Not just with the partial removal of 5/20, this middle path approach is also evident in several other provisions of the policy like a gradual opening up of the Indian skies and confining this to countries beyond 5000 km radius. This is actually a non-starter, since India already has an open skies policy with the United States and the UK (with the exception of Heathrow and EU airlines have not been using much of the flights' quota available. What would have been a game changer? Open skies with countries like Singapore, Turkey, Gulf nations which fall within the 5000 km radius. This is where the demand lies.
On another important issue too, the government developed cold feet: raising the FDI cap in airlines from 49% at present. The draft policy had mentioned that 49% could well become above 50% in some years but the final policy document skirts the issue completely as there has been vehement opposition to this clause too from some airlines.
Remember, the FIA also exercised about the alleged violation of 'substantial ownership and effective control' clause by AirAsia India and has raised the matter in the courts. The bottomilne is, India's incumbent airlines do not want competition either on international routes or on domestic ones through new airlines springing up.
Last but not the least, the Regional Connectivity Policy (RCS) has also not gone down well with the industry. Except for Air India, which is government owned and has to toe the official line, and perhaps SpiceJet, no other scheduled airline may be keen to add a new type of aircraft to its fleet - RCS needs small aircraft.
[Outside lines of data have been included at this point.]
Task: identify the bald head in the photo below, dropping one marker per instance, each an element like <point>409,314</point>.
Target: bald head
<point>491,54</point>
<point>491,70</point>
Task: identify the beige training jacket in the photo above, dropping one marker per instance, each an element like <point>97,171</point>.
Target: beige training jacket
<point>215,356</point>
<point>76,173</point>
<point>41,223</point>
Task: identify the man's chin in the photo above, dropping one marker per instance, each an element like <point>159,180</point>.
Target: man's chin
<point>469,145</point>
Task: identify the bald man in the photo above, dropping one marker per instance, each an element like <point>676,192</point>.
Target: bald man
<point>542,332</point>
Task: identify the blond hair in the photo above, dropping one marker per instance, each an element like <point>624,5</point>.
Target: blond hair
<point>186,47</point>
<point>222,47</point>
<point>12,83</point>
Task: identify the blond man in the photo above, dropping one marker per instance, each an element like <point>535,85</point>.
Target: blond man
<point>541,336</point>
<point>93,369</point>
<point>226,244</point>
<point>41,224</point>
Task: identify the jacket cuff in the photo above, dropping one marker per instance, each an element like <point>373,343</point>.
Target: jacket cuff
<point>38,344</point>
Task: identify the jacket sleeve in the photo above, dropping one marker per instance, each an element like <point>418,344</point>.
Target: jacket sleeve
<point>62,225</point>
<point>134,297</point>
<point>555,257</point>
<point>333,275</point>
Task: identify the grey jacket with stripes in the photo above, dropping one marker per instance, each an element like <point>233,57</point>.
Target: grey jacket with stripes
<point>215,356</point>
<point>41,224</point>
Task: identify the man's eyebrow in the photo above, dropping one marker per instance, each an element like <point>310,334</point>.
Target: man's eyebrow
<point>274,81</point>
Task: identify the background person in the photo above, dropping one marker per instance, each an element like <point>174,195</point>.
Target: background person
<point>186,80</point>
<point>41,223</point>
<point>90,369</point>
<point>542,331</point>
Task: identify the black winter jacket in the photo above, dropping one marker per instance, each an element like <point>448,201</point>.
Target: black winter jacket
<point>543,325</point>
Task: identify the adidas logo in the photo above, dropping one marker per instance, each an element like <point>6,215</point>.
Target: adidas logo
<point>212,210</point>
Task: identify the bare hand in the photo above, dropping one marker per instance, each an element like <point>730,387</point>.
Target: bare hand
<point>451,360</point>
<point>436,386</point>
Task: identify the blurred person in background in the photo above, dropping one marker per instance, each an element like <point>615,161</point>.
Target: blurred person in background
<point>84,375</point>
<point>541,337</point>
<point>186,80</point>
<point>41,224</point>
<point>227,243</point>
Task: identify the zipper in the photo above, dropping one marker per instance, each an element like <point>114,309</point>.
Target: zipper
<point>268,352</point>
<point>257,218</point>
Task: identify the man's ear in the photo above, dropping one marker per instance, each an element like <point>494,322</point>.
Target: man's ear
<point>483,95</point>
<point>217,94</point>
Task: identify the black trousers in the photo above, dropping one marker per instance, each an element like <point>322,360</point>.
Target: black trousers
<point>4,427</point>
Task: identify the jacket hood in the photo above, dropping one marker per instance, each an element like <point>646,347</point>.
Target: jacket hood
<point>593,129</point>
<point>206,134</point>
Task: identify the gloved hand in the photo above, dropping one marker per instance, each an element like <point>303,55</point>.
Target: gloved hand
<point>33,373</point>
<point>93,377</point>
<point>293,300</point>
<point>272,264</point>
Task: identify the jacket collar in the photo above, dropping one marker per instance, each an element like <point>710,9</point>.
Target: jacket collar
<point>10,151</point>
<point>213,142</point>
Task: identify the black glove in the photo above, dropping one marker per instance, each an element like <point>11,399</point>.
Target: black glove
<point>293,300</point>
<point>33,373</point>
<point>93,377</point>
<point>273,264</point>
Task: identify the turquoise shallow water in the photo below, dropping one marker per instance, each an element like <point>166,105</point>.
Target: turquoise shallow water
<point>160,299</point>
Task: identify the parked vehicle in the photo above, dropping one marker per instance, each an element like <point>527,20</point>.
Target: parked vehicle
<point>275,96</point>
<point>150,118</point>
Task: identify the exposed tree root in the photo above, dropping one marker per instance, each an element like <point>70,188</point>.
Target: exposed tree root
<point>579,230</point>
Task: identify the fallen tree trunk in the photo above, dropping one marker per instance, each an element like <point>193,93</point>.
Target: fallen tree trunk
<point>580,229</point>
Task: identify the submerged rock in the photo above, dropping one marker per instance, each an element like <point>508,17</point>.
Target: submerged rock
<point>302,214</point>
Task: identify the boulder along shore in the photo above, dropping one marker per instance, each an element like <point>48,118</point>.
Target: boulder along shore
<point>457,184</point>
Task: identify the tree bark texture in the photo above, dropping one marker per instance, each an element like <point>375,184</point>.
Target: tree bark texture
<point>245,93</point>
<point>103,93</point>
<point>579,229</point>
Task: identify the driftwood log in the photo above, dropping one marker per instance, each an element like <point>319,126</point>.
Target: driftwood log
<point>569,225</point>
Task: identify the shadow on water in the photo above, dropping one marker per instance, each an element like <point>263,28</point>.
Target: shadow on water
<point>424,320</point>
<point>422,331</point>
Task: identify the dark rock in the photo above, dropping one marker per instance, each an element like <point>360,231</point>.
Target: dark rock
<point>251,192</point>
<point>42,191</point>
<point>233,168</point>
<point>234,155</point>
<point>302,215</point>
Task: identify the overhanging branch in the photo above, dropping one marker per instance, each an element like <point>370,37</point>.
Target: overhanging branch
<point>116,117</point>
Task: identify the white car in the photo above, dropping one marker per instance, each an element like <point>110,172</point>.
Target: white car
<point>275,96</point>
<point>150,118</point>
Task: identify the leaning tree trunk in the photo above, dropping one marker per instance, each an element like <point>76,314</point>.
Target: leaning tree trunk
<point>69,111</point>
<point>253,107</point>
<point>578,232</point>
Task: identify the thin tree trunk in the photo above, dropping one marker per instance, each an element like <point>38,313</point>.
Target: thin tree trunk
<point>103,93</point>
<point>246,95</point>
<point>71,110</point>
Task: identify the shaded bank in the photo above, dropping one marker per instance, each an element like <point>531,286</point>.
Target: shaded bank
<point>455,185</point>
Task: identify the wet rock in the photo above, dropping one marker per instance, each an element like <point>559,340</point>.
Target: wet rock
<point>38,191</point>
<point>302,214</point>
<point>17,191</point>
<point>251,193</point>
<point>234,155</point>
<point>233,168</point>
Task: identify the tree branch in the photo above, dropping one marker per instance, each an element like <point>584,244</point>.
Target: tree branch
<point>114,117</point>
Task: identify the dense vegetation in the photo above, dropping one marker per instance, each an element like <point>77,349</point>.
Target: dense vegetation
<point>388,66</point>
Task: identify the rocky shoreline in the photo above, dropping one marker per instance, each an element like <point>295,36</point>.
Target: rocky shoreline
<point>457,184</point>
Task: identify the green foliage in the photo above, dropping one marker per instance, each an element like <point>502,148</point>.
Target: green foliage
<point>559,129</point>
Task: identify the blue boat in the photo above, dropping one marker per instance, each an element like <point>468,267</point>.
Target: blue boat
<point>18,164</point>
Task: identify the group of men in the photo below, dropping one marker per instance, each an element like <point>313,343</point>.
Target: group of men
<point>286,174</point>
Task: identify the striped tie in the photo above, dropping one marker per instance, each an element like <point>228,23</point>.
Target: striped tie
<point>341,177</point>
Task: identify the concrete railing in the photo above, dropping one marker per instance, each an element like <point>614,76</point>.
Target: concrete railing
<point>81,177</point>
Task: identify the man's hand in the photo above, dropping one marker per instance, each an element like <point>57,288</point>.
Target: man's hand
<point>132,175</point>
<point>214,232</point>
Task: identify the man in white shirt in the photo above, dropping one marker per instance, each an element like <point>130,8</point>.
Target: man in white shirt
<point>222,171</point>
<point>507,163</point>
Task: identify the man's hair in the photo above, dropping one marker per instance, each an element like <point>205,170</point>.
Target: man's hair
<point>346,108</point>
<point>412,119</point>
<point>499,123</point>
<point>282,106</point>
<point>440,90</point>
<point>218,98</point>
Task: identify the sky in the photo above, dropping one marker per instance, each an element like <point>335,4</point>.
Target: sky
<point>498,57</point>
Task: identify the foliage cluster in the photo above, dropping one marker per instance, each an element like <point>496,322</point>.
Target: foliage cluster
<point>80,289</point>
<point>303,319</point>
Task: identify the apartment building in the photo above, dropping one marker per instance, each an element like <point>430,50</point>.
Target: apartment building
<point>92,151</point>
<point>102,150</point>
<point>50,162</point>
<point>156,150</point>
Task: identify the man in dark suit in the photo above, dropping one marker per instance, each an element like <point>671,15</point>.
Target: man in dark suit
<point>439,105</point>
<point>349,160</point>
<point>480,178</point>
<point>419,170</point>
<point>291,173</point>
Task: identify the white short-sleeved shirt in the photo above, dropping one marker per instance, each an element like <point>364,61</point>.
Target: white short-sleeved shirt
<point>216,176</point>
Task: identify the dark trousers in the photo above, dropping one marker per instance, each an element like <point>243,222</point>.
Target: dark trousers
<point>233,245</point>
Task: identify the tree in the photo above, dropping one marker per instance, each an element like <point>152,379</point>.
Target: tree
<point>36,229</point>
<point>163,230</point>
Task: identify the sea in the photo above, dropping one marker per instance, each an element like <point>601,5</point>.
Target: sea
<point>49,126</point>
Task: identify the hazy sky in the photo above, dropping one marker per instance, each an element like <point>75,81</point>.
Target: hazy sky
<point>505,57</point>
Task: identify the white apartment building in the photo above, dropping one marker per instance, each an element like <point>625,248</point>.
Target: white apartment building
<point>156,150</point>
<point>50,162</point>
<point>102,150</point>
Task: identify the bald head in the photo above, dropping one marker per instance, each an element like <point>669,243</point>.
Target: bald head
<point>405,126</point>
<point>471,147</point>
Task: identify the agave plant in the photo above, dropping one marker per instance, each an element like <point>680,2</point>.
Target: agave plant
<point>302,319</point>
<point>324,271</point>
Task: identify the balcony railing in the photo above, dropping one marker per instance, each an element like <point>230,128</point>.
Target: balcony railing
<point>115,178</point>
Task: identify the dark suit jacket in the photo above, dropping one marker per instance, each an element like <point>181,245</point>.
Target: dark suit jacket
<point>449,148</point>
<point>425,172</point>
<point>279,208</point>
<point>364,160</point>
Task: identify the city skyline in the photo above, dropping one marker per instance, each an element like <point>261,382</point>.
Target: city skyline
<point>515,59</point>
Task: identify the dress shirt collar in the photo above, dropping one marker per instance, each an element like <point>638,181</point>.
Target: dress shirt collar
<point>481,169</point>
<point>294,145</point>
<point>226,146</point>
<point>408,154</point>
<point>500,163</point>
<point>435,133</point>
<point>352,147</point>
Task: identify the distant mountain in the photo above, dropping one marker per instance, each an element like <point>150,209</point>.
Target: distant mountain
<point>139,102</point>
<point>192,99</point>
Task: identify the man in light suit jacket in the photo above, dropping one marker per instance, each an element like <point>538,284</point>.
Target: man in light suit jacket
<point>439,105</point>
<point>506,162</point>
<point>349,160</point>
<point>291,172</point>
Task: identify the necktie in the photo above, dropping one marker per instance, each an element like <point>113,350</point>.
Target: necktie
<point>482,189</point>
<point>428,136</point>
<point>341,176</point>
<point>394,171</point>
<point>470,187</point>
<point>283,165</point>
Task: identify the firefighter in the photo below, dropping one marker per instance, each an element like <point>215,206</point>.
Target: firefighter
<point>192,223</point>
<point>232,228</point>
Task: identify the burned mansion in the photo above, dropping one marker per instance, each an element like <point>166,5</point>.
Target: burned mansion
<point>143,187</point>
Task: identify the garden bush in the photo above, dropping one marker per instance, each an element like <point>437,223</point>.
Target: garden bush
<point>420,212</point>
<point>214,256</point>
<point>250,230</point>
Choubey said after unveiling the policy that many manufacturers of small aircraft have been in touch about the RCS scheme and that states will surely partner the centre in getting more flights into smaller cities, the practicality of these measures remains to be seen. Another point of view is the new non-scheduled operators with smaller aircraft may be attracted to the unserved airports which are the fulcrum of RCS.
Already, CAPA has frowned upon the Rs 2,500 fare cap per hour of flying, saying the cost of operations could be over Rs 8,000 for airlines, taking overheads into account. This business of capping fares to enable the aam aadmi to fly may also need some tweaking for RCS operations to become viable.
In the end, the flyer on trunk routes will have to bear the brunt of government's socialist ideas since some sort of cess on domestic tickets (on flights not on RCS routes) is being worked out. This means flying becomes somewhat more expensive for you and me.
Given the unhappiness of the industry and even the flyer on major domestic routes over provisions of the Civil Aviation Policy, one wonders if the please-all approach of the government is the right one. India is the fastest growing aviation market in the world but still, only a minuscule proportion of its population flies.
Proposals like RCS are thoughtful but lack practical clarity, other aspects of the policy also need some tweaking. The government should have taken a bold first step towards correcting the imbalances plaguing India's civil aviation sector. It has already thrown up its hands on rationalising taxation on ATF - which is highly taxed and makes the operating environment in India high cost.